Surveillance cameras provide real-time, extremely high-resolution images 24/7. We access them to apply Artificial Intelligence (AI) solutions to identify floating debris over time. Therefore, we are using an object recognition techniques (YOLO-5), which we have trained for oblique camera records of CCTV cameras to identify floating debris and plastic.
The cameras are observing river transects and coastal zones. They complement the satellite data by on-site images and are automatically ingested into the App. The convolutional neural network (CNN) that we use for floating debris and plastic object detection was trained with data collected in Indonesia, Italy, Bavaria and Brazil. For the data collection, we used freely available CCTV cameras on bridge poles, but also mobile phones or sport cameras.
Satellite data enable a synoptic view of aquatic environments in space and time. They allow to locate and quantify water quality phenomena, such as algal blooms, turbidity and sediment loads. In Eyes on Plastic, satellite-derived turbidity measurements serve as a proximity of plastic in the water column. EOMAP’s verified Earth observation Workflow System (EWS) and the physics-based pre-processing and analytics (Modular Inversion Program MIP) are applied to routinely analyse Sentinel-2 satellite data.
In addition, satellite-based data can help to identify floating debris patches.
For this purpose, high-resolution spectral sensors on satellites are used. They allow to classify and later quantify plastic component meadows in the floating debris on the water surface of rivers and coastal zones.
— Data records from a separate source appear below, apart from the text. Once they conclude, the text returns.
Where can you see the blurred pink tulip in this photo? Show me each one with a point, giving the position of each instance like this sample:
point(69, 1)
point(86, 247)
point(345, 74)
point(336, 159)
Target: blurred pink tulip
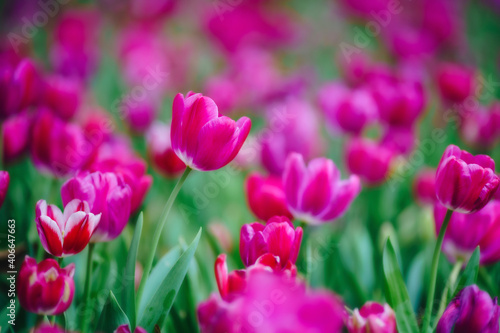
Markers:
point(314, 193)
point(45, 288)
point(68, 233)
point(202, 138)
point(465, 183)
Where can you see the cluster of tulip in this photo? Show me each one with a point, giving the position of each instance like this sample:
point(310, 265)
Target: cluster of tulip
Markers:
point(97, 143)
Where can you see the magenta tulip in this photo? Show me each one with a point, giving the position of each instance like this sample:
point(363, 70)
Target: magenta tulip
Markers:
point(372, 317)
point(201, 138)
point(467, 231)
point(266, 196)
point(472, 310)
point(315, 194)
point(161, 153)
point(4, 185)
point(277, 237)
point(68, 233)
point(369, 160)
point(45, 288)
point(106, 194)
point(465, 183)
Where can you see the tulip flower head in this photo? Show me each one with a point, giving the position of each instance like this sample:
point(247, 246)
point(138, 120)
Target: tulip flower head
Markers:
point(45, 288)
point(465, 183)
point(202, 138)
point(266, 196)
point(68, 233)
point(472, 310)
point(315, 194)
point(372, 317)
point(277, 238)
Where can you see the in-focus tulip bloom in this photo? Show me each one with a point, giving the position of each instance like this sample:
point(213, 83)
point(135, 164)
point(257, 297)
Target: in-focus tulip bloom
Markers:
point(16, 135)
point(202, 138)
point(424, 187)
point(57, 146)
point(160, 151)
point(465, 183)
point(455, 82)
point(315, 194)
point(117, 156)
point(126, 329)
point(472, 310)
point(277, 237)
point(372, 317)
point(107, 194)
point(45, 288)
point(266, 196)
point(346, 110)
point(68, 233)
point(369, 160)
point(4, 185)
point(467, 231)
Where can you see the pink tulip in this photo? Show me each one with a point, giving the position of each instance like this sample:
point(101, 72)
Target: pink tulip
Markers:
point(369, 160)
point(106, 194)
point(266, 196)
point(161, 153)
point(315, 194)
point(372, 318)
point(424, 187)
point(465, 183)
point(277, 237)
point(4, 185)
point(126, 329)
point(347, 110)
point(45, 288)
point(472, 310)
point(202, 138)
point(68, 233)
point(467, 231)
point(57, 146)
point(117, 156)
point(455, 82)
point(293, 126)
point(16, 135)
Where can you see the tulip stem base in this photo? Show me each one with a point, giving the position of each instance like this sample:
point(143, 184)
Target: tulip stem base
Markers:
point(86, 290)
point(158, 232)
point(434, 269)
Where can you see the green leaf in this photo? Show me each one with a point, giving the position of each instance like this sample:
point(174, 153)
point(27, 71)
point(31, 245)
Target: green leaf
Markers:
point(158, 307)
point(129, 276)
point(396, 293)
point(112, 316)
point(469, 276)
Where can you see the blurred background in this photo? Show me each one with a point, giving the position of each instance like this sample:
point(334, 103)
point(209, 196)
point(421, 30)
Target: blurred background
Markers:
point(380, 87)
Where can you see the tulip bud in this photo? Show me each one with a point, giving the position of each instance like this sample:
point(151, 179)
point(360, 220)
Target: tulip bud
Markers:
point(4, 185)
point(160, 151)
point(472, 310)
point(266, 196)
point(277, 237)
point(201, 138)
point(68, 233)
point(369, 160)
point(315, 194)
point(107, 195)
point(372, 318)
point(45, 288)
point(465, 183)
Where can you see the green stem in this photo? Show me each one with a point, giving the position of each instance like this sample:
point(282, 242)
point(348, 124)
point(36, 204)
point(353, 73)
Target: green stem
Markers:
point(435, 263)
point(86, 290)
point(158, 231)
point(451, 281)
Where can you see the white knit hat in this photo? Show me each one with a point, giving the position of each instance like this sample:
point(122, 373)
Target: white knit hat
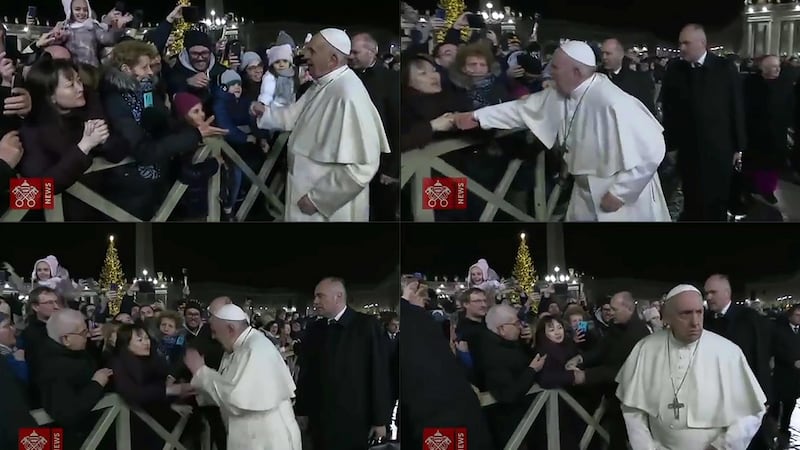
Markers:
point(280, 53)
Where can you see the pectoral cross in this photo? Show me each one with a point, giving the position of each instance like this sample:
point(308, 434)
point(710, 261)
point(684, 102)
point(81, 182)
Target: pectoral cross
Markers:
point(676, 406)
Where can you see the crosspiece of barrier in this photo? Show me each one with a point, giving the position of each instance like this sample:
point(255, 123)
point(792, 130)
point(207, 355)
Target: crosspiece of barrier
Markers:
point(418, 164)
point(117, 413)
point(213, 148)
point(550, 398)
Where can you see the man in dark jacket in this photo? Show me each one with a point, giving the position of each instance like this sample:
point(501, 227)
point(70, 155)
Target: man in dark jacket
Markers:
point(344, 362)
point(704, 122)
point(70, 382)
point(143, 121)
point(636, 84)
point(434, 389)
point(603, 362)
point(197, 70)
point(381, 83)
point(14, 407)
point(786, 377)
point(746, 328)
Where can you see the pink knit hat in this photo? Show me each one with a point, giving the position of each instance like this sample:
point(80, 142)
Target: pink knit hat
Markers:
point(183, 102)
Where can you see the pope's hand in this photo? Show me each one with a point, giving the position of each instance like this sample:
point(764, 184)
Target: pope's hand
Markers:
point(610, 203)
point(302, 422)
point(194, 360)
point(465, 121)
point(379, 432)
point(306, 206)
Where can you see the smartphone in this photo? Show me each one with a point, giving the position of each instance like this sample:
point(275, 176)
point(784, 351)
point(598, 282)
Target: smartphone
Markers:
point(191, 14)
point(235, 49)
point(475, 21)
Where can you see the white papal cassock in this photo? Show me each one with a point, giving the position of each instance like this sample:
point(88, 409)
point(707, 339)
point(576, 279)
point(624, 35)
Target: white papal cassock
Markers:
point(254, 391)
point(723, 403)
point(334, 149)
point(614, 145)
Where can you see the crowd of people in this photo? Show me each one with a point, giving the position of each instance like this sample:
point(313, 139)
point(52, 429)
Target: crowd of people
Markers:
point(682, 123)
point(253, 381)
point(87, 92)
point(737, 392)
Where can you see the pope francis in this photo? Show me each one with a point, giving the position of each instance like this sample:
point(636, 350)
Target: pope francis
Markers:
point(253, 387)
point(337, 137)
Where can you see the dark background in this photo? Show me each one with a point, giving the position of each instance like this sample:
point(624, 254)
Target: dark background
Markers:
point(661, 252)
point(259, 255)
point(381, 14)
point(664, 18)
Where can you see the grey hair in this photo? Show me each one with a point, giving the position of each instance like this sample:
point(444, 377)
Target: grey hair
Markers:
point(63, 322)
point(498, 315)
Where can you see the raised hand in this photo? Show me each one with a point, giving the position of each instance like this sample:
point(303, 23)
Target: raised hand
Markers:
point(207, 130)
point(465, 121)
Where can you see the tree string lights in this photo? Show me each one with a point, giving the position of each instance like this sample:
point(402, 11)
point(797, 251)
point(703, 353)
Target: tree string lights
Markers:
point(453, 10)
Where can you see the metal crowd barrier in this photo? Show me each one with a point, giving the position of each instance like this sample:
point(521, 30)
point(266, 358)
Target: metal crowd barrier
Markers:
point(213, 148)
point(549, 398)
point(418, 164)
point(118, 413)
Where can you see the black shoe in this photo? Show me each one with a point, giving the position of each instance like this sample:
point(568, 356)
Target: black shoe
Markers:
point(770, 198)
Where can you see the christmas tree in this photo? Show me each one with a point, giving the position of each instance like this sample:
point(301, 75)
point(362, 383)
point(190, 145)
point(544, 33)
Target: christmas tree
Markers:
point(112, 268)
point(524, 272)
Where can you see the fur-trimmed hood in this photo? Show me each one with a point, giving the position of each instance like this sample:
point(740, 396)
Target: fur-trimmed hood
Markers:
point(120, 81)
point(464, 81)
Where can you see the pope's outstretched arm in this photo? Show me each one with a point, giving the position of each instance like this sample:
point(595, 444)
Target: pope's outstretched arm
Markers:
point(638, 426)
point(739, 435)
point(505, 116)
point(282, 117)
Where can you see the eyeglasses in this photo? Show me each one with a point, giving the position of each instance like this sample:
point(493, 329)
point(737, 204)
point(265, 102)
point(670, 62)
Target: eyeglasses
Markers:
point(83, 333)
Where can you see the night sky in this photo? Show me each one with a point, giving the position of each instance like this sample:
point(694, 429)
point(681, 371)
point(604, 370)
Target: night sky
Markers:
point(663, 252)
point(379, 14)
point(664, 18)
point(250, 254)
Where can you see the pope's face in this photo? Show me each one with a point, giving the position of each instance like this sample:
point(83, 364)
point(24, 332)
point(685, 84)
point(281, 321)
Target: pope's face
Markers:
point(685, 316)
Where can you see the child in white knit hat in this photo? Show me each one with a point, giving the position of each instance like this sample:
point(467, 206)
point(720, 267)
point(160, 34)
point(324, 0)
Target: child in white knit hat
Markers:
point(279, 84)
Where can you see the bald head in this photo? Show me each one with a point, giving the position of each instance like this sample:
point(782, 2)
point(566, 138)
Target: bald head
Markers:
point(693, 42)
point(218, 303)
point(770, 67)
point(330, 297)
point(624, 306)
point(612, 52)
point(684, 314)
point(364, 52)
point(718, 292)
point(64, 322)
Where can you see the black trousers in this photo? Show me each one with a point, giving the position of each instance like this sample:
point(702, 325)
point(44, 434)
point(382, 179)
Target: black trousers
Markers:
point(782, 410)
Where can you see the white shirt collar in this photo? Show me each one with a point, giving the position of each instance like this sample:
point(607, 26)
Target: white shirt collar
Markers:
point(339, 316)
point(700, 61)
point(581, 89)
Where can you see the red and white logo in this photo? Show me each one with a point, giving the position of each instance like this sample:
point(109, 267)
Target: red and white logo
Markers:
point(31, 193)
point(41, 439)
point(444, 193)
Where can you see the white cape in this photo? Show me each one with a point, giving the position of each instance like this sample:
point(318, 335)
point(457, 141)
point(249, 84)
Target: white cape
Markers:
point(334, 149)
point(254, 391)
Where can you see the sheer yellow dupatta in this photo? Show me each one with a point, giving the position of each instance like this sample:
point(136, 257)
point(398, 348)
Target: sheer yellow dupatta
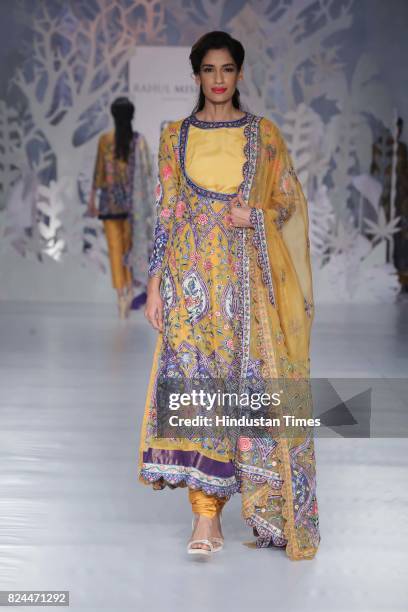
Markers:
point(278, 483)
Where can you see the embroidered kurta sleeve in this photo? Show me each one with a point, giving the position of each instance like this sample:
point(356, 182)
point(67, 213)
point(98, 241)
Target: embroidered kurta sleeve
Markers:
point(99, 170)
point(285, 216)
point(166, 198)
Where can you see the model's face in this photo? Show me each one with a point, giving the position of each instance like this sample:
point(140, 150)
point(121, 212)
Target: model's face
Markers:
point(218, 76)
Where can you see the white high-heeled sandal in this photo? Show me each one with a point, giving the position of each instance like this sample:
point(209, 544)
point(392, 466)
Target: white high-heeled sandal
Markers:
point(216, 544)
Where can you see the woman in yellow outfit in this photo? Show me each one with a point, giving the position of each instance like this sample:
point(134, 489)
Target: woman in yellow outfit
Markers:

The public is a key and integrated part of the technological concept.
People from all over the world are invited to upload occurences of plastic waste. This can cover plastic waste they have spotted, but also or cleaning activities. Automated geo-positioning while uploading a new photo ensures smooth usability. The crowdsourcing approach in return will have a positive recurring effect on the automated plastic detection applied on the fixed (CCTV) cameras: The images uploaded will be used to train and improve the AI algorithms.
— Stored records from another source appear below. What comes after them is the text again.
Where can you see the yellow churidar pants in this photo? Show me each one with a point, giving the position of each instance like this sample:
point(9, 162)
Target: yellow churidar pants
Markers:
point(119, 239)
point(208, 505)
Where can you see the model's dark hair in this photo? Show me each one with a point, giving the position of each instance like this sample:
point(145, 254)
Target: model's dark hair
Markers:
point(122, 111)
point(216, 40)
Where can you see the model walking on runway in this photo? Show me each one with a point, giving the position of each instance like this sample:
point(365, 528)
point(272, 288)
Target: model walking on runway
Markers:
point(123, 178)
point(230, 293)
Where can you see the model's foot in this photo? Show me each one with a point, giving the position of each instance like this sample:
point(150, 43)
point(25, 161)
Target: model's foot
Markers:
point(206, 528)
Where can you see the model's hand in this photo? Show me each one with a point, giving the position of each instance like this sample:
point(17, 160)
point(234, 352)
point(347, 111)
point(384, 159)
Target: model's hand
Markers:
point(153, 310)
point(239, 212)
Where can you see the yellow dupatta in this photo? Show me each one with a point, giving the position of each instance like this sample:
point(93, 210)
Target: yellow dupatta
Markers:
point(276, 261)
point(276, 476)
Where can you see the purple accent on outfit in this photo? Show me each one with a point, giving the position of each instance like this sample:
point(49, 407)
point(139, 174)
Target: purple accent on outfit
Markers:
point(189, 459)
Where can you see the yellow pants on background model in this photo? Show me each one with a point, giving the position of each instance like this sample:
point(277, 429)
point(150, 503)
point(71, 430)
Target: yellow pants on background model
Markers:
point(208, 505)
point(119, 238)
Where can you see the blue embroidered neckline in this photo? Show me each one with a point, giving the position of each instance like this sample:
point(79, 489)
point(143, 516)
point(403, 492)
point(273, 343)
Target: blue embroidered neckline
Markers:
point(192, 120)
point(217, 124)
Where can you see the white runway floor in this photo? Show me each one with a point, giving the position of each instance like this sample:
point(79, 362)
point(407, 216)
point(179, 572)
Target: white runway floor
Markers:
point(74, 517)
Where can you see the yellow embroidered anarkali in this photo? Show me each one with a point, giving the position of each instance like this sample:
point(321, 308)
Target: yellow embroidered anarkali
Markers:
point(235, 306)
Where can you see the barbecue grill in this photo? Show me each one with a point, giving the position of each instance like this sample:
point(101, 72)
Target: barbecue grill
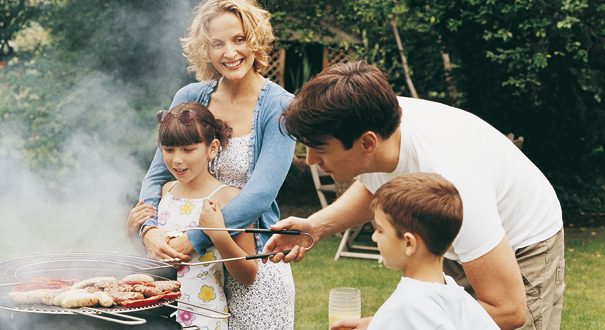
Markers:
point(82, 266)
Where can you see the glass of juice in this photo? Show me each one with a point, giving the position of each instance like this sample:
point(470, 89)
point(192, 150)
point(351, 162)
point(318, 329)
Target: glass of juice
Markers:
point(344, 303)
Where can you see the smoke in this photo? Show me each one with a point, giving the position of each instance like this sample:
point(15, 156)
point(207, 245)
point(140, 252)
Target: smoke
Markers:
point(79, 198)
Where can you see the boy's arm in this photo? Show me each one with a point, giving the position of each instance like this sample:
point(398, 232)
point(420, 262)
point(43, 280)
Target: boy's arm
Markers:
point(496, 280)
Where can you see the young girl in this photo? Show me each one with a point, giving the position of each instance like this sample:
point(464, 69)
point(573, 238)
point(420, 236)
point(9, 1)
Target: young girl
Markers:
point(228, 48)
point(190, 138)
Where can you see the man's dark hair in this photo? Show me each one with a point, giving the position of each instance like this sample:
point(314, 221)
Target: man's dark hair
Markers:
point(343, 101)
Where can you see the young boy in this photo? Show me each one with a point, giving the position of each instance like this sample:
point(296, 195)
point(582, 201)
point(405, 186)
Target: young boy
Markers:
point(417, 218)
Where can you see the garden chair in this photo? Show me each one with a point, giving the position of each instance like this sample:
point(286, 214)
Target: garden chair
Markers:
point(351, 243)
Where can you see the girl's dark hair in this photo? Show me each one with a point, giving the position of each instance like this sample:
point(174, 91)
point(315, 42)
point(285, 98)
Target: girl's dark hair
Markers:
point(204, 129)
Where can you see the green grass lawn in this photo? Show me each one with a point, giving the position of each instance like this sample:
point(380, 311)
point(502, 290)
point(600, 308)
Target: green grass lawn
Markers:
point(584, 305)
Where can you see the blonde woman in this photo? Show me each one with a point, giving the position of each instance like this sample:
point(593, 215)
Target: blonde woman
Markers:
point(227, 48)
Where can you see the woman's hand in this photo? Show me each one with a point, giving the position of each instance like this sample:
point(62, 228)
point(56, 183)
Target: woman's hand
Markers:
point(355, 324)
point(156, 244)
point(137, 216)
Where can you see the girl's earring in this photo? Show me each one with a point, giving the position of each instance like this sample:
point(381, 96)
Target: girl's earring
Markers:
point(212, 166)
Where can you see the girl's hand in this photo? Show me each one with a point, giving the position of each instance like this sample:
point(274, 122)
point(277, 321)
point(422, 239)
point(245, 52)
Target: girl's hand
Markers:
point(156, 243)
point(137, 216)
point(181, 244)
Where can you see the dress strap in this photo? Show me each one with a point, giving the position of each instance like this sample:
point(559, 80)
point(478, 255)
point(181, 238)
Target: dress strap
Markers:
point(215, 191)
point(173, 184)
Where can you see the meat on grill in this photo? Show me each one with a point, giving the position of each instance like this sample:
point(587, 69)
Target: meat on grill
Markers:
point(102, 291)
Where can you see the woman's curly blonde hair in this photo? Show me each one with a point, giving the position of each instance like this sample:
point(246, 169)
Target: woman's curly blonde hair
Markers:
point(257, 30)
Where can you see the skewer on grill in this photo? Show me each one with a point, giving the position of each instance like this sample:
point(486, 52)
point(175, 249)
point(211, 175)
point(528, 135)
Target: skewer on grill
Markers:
point(178, 262)
point(179, 233)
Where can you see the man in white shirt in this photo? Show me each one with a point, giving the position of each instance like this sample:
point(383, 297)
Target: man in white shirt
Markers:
point(510, 246)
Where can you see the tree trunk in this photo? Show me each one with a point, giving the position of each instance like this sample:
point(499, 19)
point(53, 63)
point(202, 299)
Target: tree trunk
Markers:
point(452, 90)
point(404, 61)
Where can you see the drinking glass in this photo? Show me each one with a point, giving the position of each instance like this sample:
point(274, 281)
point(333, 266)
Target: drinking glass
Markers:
point(344, 303)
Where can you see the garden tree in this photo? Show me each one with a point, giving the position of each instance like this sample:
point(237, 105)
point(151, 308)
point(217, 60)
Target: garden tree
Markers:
point(105, 56)
point(536, 68)
point(14, 16)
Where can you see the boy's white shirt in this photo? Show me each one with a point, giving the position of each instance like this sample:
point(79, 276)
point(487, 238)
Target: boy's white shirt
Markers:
point(424, 305)
point(503, 193)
Citizens are also welcome to upload links to relevant publications from research and mass media. This concept offers manifold citizen science opportunities to share knowledge and experience.
The very high resolution imagery from drones are highly valuable to identify plastic objects (>macro-size), and raised our thoughts on the business aspect of this. In the future, we will consider using drone data (RGB) data from stakeholders which we can use to provide the technical feasibility.
This is why drones – so far – are included as an optional source.
Plastic litter is not floating on the water surface. Therefore, Eyes on Plastic also aims at underwater camera data analytics. Similarly to camera systems above water, we plan to deploy an embedded optical object detection system onboard an ROV. This allows to monitor the water column for plastic litter concentration on the decimetre scale.
Still searching for reliable training data, we intend to cope with the fact that objects are often covered in dirt or biofouling.
Just like drones, ROVs are therefore shown as an optional data source.